Сидение в лодке под холодным дождём и ветром – это как наказание за грехи. Полиэтиленовая накидка сохраняла сухой только спину, все остальные части тела облепляла мокрая одежда. Встречный ветер тормозил лодку. Казалось, что дня не хватит, чтобы добраться до избушек в устье ручья Двойник, под крышами которых сухо и тепло. Мерещилось, что от многочасового сидения образовались «просидни». И лишь под вечер, когда взору открылось долгожданное пристанище, тело и душа возликовали… Утром ветер разогнал тучи, и стали видны самые дальние закоулки тайги. Пожары залило, дым развеяло, погода налаживается. Однако через день на небо выползло хвостатое облако, вокруг солнца появилось гало, опять занепогодило, и пришлось выкроить ещё одни сутки на простой: очень уж не хотелось быть скованным накидкой на незнакомых Солокитских перекатах. Впрочем, за эти сутки уровень реки ещё поднялся, и перекаты оказались вполне проходимыми. Ни разу не остановившись для осмотра препятствий, я лихо проскочил десятка два бурных участков, хотя и продырявил опять днище лодки. Мокрый, но довольный окончанием сплава, выгрузился у безымянного ручья, по которому наметил подняться к зимнику. Здесь же хотел подсушиться и переночевать, но при заготовке дров для костра увидел несколько хорошо набитых медвежьих троп. Желание ночевать сразу отпало. Подкрепившись, я навьючился рюкзаком с лодкой и к темноте выбрался на зимник.

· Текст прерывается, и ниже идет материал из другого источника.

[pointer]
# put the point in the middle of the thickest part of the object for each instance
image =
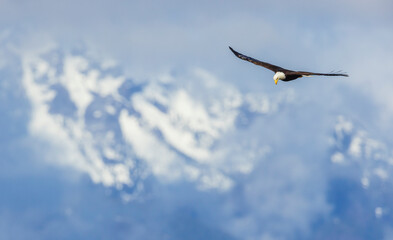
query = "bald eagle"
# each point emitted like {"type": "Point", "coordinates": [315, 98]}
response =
{"type": "Point", "coordinates": [282, 73]}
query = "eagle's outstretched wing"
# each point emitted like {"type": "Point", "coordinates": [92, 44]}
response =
{"type": "Point", "coordinates": [319, 74]}
{"type": "Point", "coordinates": [269, 66]}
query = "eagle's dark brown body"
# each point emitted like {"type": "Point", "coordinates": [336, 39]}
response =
{"type": "Point", "coordinates": [289, 75]}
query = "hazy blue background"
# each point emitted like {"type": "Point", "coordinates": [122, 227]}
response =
{"type": "Point", "coordinates": [133, 120]}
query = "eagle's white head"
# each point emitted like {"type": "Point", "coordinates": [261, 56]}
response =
{"type": "Point", "coordinates": [278, 76]}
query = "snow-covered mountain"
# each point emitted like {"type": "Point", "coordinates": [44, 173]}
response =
{"type": "Point", "coordinates": [274, 171]}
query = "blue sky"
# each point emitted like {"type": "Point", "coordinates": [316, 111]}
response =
{"type": "Point", "coordinates": [133, 120]}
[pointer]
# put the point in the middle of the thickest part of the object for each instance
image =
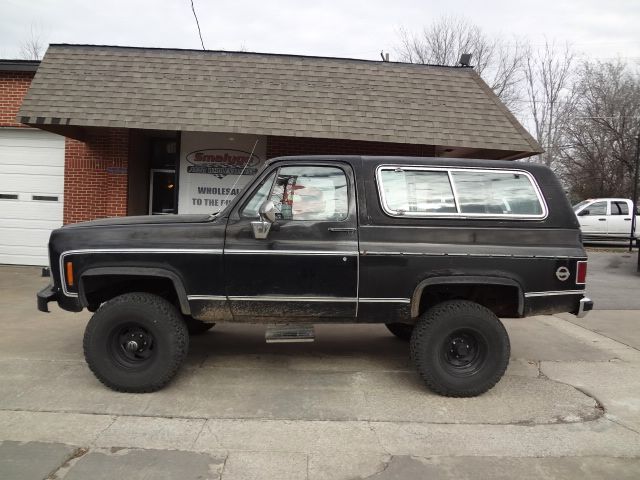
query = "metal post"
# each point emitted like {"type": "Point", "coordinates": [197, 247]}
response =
{"type": "Point", "coordinates": [635, 199]}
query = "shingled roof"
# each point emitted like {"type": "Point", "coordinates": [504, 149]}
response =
{"type": "Point", "coordinates": [237, 92]}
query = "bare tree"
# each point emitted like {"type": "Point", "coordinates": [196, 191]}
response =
{"type": "Point", "coordinates": [548, 77]}
{"type": "Point", "coordinates": [443, 41]}
{"type": "Point", "coordinates": [33, 47]}
{"type": "Point", "coordinates": [601, 136]}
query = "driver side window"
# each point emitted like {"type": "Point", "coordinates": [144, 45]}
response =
{"type": "Point", "coordinates": [303, 193]}
{"type": "Point", "coordinates": [598, 208]}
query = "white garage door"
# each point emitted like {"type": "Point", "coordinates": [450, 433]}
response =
{"type": "Point", "coordinates": [31, 187]}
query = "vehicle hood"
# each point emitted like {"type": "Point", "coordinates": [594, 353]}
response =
{"type": "Point", "coordinates": [142, 220]}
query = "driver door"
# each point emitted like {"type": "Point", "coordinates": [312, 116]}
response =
{"type": "Point", "coordinates": [593, 218]}
{"type": "Point", "coordinates": [307, 266]}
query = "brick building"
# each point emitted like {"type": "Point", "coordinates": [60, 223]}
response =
{"type": "Point", "coordinates": [31, 173]}
{"type": "Point", "coordinates": [171, 131]}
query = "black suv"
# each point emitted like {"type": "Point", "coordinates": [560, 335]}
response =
{"type": "Point", "coordinates": [435, 248]}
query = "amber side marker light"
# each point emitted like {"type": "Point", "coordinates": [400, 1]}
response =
{"type": "Point", "coordinates": [70, 274]}
{"type": "Point", "coordinates": [581, 275]}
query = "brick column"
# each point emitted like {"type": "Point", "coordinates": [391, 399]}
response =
{"type": "Point", "coordinates": [13, 88]}
{"type": "Point", "coordinates": [95, 177]}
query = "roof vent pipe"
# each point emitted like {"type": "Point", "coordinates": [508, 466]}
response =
{"type": "Point", "coordinates": [465, 60]}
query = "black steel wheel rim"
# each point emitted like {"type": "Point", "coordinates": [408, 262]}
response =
{"type": "Point", "coordinates": [132, 346]}
{"type": "Point", "coordinates": [463, 352]}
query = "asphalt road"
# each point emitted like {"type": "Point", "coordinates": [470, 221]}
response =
{"type": "Point", "coordinates": [349, 405]}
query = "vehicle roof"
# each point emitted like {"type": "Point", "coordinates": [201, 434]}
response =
{"type": "Point", "coordinates": [617, 199]}
{"type": "Point", "coordinates": [421, 161]}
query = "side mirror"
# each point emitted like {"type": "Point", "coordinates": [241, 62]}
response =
{"type": "Point", "coordinates": [267, 218]}
{"type": "Point", "coordinates": [268, 211]}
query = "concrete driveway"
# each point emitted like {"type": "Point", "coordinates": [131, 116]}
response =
{"type": "Point", "coordinates": [347, 406]}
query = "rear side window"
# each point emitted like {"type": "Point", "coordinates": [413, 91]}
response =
{"type": "Point", "coordinates": [498, 193]}
{"type": "Point", "coordinates": [417, 191]}
{"type": "Point", "coordinates": [425, 192]}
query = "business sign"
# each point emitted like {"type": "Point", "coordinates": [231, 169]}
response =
{"type": "Point", "coordinates": [215, 167]}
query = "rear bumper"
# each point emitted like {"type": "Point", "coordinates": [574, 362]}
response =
{"type": "Point", "coordinates": [46, 295]}
{"type": "Point", "coordinates": [586, 305]}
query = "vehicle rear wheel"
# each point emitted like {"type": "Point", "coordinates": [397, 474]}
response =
{"type": "Point", "coordinates": [400, 330]}
{"type": "Point", "coordinates": [460, 348]}
{"type": "Point", "coordinates": [196, 327]}
{"type": "Point", "coordinates": [136, 342]}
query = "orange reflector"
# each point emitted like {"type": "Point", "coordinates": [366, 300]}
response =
{"type": "Point", "coordinates": [69, 274]}
{"type": "Point", "coordinates": [581, 276]}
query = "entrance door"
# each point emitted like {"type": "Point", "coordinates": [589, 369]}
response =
{"type": "Point", "coordinates": [308, 264]}
{"type": "Point", "coordinates": [162, 200]}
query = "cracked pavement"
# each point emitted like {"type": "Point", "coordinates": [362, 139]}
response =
{"type": "Point", "coordinates": [348, 406]}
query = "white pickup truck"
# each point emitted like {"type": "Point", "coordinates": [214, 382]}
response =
{"type": "Point", "coordinates": [606, 217]}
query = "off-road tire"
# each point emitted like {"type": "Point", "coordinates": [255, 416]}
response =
{"type": "Point", "coordinates": [401, 330]}
{"type": "Point", "coordinates": [196, 327]}
{"type": "Point", "coordinates": [136, 314]}
{"type": "Point", "coordinates": [434, 340]}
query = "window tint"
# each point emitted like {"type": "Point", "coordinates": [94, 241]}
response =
{"type": "Point", "coordinates": [252, 207]}
{"type": "Point", "coordinates": [598, 208]}
{"type": "Point", "coordinates": [419, 191]}
{"type": "Point", "coordinates": [619, 208]}
{"type": "Point", "coordinates": [502, 193]}
{"type": "Point", "coordinates": [311, 193]}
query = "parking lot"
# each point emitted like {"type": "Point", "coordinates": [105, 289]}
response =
{"type": "Point", "coordinates": [348, 406]}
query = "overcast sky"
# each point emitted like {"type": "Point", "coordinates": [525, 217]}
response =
{"type": "Point", "coordinates": [342, 28]}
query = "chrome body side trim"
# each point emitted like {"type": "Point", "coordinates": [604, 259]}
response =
{"type": "Point", "coordinates": [475, 255]}
{"type": "Point", "coordinates": [219, 298]}
{"type": "Point", "coordinates": [349, 253]}
{"type": "Point", "coordinates": [284, 298]}
{"type": "Point", "coordinates": [384, 300]}
{"type": "Point", "coordinates": [554, 293]}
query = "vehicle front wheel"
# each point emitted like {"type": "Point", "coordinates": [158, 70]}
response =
{"type": "Point", "coordinates": [460, 348]}
{"type": "Point", "coordinates": [136, 342]}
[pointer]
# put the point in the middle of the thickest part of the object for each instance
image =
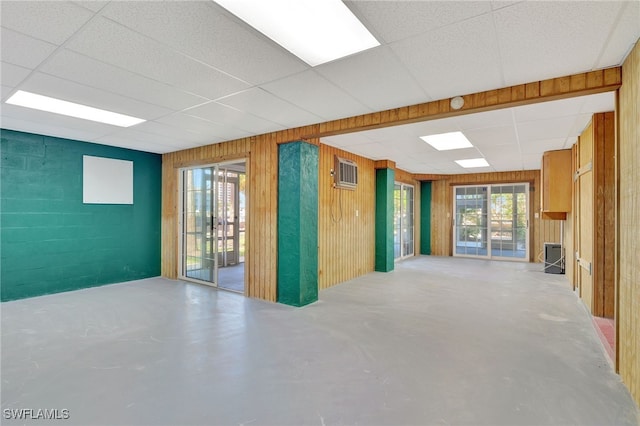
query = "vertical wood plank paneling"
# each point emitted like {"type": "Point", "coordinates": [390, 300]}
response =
{"type": "Point", "coordinates": [586, 212]}
{"type": "Point", "coordinates": [261, 244]}
{"type": "Point", "coordinates": [628, 245]}
{"type": "Point", "coordinates": [609, 243]}
{"type": "Point", "coordinates": [569, 241]}
{"type": "Point", "coordinates": [346, 240]}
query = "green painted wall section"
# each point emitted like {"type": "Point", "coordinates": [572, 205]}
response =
{"type": "Point", "coordinates": [385, 179]}
{"type": "Point", "coordinates": [297, 223]}
{"type": "Point", "coordinates": [425, 217]}
{"type": "Point", "coordinates": [50, 241]}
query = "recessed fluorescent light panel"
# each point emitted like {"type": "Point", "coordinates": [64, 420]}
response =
{"type": "Point", "coordinates": [473, 163]}
{"type": "Point", "coordinates": [447, 141]}
{"type": "Point", "coordinates": [57, 106]}
{"type": "Point", "coordinates": [313, 30]}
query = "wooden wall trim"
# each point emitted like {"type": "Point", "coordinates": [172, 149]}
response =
{"type": "Point", "coordinates": [406, 177]}
{"type": "Point", "coordinates": [384, 164]}
{"type": "Point", "coordinates": [428, 177]}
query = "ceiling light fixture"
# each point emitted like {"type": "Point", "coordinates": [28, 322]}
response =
{"type": "Point", "coordinates": [473, 163]}
{"type": "Point", "coordinates": [71, 109]}
{"type": "Point", "coordinates": [315, 31]}
{"type": "Point", "coordinates": [447, 141]}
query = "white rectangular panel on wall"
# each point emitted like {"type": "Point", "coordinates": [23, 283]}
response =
{"type": "Point", "coordinates": [106, 180]}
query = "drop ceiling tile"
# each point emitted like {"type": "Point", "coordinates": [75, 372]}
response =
{"type": "Point", "coordinates": [396, 20]}
{"type": "Point", "coordinates": [547, 110]}
{"type": "Point", "coordinates": [495, 5]}
{"type": "Point", "coordinates": [47, 85]}
{"type": "Point", "coordinates": [5, 93]}
{"type": "Point", "coordinates": [19, 49]}
{"type": "Point", "coordinates": [162, 142]}
{"type": "Point", "coordinates": [151, 59]}
{"type": "Point", "coordinates": [347, 140]}
{"type": "Point", "coordinates": [12, 75]}
{"type": "Point", "coordinates": [42, 128]}
{"type": "Point", "coordinates": [531, 161]}
{"type": "Point", "coordinates": [94, 5]}
{"type": "Point", "coordinates": [500, 151]}
{"type": "Point", "coordinates": [496, 118]}
{"type": "Point", "coordinates": [375, 78]}
{"type": "Point", "coordinates": [241, 120]}
{"type": "Point", "coordinates": [537, 41]}
{"type": "Point", "coordinates": [216, 132]}
{"type": "Point", "coordinates": [180, 136]}
{"type": "Point", "coordinates": [492, 136]}
{"type": "Point", "coordinates": [126, 141]}
{"type": "Point", "coordinates": [580, 122]}
{"type": "Point", "coordinates": [265, 105]}
{"type": "Point", "coordinates": [64, 124]}
{"type": "Point", "coordinates": [90, 72]}
{"type": "Point", "coordinates": [541, 145]}
{"type": "Point", "coordinates": [373, 150]}
{"type": "Point", "coordinates": [456, 154]}
{"type": "Point", "coordinates": [602, 102]}
{"type": "Point", "coordinates": [311, 92]}
{"type": "Point", "coordinates": [459, 48]}
{"type": "Point", "coordinates": [434, 127]}
{"type": "Point", "coordinates": [622, 36]}
{"type": "Point", "coordinates": [52, 21]}
{"type": "Point", "coordinates": [206, 32]}
{"type": "Point", "coordinates": [545, 129]}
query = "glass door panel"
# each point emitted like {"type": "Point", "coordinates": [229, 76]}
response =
{"type": "Point", "coordinates": [407, 220]}
{"type": "Point", "coordinates": [403, 226]}
{"type": "Point", "coordinates": [199, 224]}
{"type": "Point", "coordinates": [471, 218]}
{"type": "Point", "coordinates": [492, 221]}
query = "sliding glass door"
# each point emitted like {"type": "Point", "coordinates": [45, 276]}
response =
{"type": "Point", "coordinates": [403, 226]}
{"type": "Point", "coordinates": [199, 226]}
{"type": "Point", "coordinates": [213, 211]}
{"type": "Point", "coordinates": [492, 221]}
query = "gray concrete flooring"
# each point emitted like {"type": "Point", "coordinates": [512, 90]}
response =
{"type": "Point", "coordinates": [439, 341]}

Зимник летом – это такой путь, который остаётся в памяти надолго. Целый день он подстраивал мне разные препоны. Лишь под вечер болотная хлябь сменилась сухой террасой, поросшей высоким лесом. То кочковатая, то изрытая ручьями каторжная дорога превратилась в наезженную грунтовку, которая сразу прибавила мне сил и позволила развить отменную скорость. К сожалению, скоростная трасса через километр кончилась. Колея плавно повернула к Аттугею и спустилась с террасы в заболоченную пойму. Под ногами вновь захлюпало.
Солнце давно скрылось за сопками. Так и не обнаружив упомянутой геофизиками избушки, уже в сумерках подошёл я к речке. Зимник уходил на противоположный берег. Вокруг густые кусты, дров для ночлега рядом нет, берег низкий, сырой. Подумалось о дожде, о подъёме воды, и ноги сами понесли меня через реку к более безопасному ночлегу на крутом лесистом берегу.
Речная долина сузилась. Зимник то и дело переходил с берега на берег, обходя прижимы. Устав от зачерпывания воды развёрнутыми голенищами сапог, я надул лодку, хотя бесчисленные перекаты грозили ей острыми камнями. Против ожидания, сплав получился удачным: лишь дважды ёкнуло сердце. За два часа остались позади не только перекаты Аттугея, но и переправа через Сутам, который показался (после Аттугея) огромной рекой.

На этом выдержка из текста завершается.